The panel drive mechanisms 30 and 40 include an upper panel drive mechanism 30 connected to the upper portion of the front panel 24 and a lower panel drive mechanism 40 connected to the lower portion of the front panel 24.

The panel driving mechanisms 30 and 40 may operate both the upper panel driving mechanism 30 and the lower panel driving mechanism 40 to move the front panel 24 forward and backward horizontally, and the upper panel driving mechanism 30 ) And the lower panel driving mechanism 40 is not driven, so that the front panel 24 is inclined upwardly as a whole, so that the left and right ends and the top of the front panel 24 are connected to the front frame 20 and the air intake passage. It is also possible to form, and the upper panel driving mechanism 30 is not driven, only the lower panel driving mechanism 40 is driven so that the front panel 24 is inclined downward downward as a whole, the left and right sides of the front panel 24 and It is of course also possible that the lower end forms the front frame 20 and the air intake passage.

The upper panel driving mechanism 30 is respectively installed on the upper left and right sides of the front frame 20 and connected to the upper left and right sides of the front panel 24.

The lower panel driving mechanism 40 is installed at the lower left and right sides of the front frame 20 and is connected to the lower left and right sides of the front panel 24.

The inside of the main body 2 includes a heat exchanger 46 for heating or cooling the air sucked into the main body 2 with a refrigerant, and a drain for receiving condensed water dropped from the heat exchanger 120. The mechanism 48 is installed.

The heat exchanger 46 is formed to have a rectangular parallelepiped shape formed to extend from the rear upper side to the lower side of the front air inlet 4 to the lower side so that all the air sucked into the front air inlet 4 passes.

The drain mechanism 48 is located below the heat exchanger 46 and is formed long to the left and right.

Then, the inside of the main body (2) sucks indoor air through the front air inlet (4) to pass through the interior of the main body (2) and at least one of the upper air outlet (6) and the lower air outlet (8) The blower 50 which discharges through is provided.

The blower 50 blows air to the upper air discharge port 6 by the upper blower fan disposed in the upper part of the main body, and blows the air to the air discharge port 8 when the lower blower fan disposed in the lower part of the main body blows air.
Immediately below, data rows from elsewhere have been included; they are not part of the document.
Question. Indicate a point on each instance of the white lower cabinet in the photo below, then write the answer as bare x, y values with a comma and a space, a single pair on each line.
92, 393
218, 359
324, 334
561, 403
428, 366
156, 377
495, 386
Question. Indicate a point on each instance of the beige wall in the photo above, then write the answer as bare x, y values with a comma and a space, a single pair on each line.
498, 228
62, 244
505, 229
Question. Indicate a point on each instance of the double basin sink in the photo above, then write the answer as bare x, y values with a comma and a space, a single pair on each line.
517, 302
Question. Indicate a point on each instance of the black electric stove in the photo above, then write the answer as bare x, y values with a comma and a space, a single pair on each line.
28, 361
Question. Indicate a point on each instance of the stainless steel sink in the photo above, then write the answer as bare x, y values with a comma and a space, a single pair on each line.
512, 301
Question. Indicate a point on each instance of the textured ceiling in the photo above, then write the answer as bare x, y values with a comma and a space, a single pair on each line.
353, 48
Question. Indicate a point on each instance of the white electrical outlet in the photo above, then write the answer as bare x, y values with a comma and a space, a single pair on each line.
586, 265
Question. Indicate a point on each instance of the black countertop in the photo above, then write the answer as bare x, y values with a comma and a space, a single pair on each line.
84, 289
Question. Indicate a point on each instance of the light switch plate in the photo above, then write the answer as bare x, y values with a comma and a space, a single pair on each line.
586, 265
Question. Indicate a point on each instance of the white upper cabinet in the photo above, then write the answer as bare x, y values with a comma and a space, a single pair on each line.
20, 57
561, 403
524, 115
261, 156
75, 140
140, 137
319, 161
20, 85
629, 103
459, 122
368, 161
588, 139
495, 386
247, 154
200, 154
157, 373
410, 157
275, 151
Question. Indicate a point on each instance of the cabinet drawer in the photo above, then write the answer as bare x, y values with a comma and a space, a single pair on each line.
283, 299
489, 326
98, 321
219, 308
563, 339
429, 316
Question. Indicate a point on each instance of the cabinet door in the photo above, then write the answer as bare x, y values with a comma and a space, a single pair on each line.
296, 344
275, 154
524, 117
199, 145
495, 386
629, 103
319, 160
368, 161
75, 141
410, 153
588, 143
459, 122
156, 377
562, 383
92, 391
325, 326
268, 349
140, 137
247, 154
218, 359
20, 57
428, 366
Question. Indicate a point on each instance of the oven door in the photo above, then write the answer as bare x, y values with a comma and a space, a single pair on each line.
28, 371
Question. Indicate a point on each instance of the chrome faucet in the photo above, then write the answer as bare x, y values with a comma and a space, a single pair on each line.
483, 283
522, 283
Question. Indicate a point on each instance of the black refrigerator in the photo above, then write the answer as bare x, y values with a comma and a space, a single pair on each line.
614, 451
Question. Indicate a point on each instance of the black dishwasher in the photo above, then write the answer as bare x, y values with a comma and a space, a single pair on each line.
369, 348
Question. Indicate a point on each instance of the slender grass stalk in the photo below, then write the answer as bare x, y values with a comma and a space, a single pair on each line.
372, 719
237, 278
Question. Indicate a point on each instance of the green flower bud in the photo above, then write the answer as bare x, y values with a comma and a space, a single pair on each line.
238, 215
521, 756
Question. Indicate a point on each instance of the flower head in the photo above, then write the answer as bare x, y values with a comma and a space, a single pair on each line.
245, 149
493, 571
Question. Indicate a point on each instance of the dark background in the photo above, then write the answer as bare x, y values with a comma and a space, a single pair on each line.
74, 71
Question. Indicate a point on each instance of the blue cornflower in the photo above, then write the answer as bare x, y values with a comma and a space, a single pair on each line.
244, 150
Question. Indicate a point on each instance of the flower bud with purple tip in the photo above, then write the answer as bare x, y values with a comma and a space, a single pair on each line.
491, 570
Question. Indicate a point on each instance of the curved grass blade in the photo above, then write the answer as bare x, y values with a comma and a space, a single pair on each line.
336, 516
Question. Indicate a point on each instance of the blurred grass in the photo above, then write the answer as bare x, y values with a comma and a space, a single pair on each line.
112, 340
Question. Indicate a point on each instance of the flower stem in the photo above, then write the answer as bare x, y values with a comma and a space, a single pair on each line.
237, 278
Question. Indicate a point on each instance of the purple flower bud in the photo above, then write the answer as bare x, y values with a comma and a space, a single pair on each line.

It is also possible, one blower fan which is rotated in both directions is disposed inside the main body (2) to blow air to the upper air discharge port (6) when rotated in one direction or to the air discharge port (8) when the air is rotated in the other direction It is also possible to blow the air, and one blower fan which is rotated in one direction may be disposed inside the main body 2 to blow air toward both the upper air discharge port 6 and the lower air discharge port 8. As described above, only one blower fan blows air to both the upper air discharge port 6 and the lower air discharge port 8.

The blowing fan is composed of a centrifugal fan 52 that can blow air in various directions.

The blower 50 guides the suction of air when the air is sucked in front of the fan motor 54 installed in the chassis 10 and the centrifugal fan 52 so as to rotate the centrifugal fan 52, and increases the pressure of the sucked air. The note includes an orifice 56.

The orifice 56 is installed to be positioned between the original fan 52 and the heat exchanger 46.

The blower 50 further includes scroll housings 60 and 70 which form a flow path of air flowed by the centrifugal fan 52.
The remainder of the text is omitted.